Ad Familiares 16.1
Ad Familiares 16.1
Headnote
Cicero to Marcus Tullius Tiro, written at sea on the third day before the Nones of November 50 BC — 3 November — between Patrae and Alyzia. Tiro, Cicero’s freedman secretary, had fallen ill at Patrae; Cicero, pressed to reach Rome and the unresolved business of his triumph, sailed on without him, and from the voyage back across the Ionian Sea sends this — the first of the “Tiro left ill at Patrae” cluster — along with the slave Marion to bring word.
The salutation is unusual: Tullius Tironi suo s. p. d. et Cicero meus et frater et fratris f. — “Tullius to his Tiro, warm greetings, and my Cicero too, and my brother, and my brother’s son” — the whole travelling household putting its name to the letter, as if to reinforce by sheer family weight that Tiro is missed.

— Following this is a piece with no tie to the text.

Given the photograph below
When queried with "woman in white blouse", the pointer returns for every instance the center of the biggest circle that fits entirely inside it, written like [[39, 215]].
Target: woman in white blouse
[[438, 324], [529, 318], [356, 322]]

The body is fatherly anxiety in three short movements: permission to stay (approbavi tuum consilium), the careful offer of a route to catch up (Marion has been dispatched to ferry him onward if he is fit, or come back alone if not), and the close that resolves the apparent contradiction — amor ut valentem videamus hortatur, desiderium ut quam primum; illud igitur potius: love wants him well, longing wants him quickly, and love wins. The whole cluster is the personal correspondence of the corpus at its most exposed.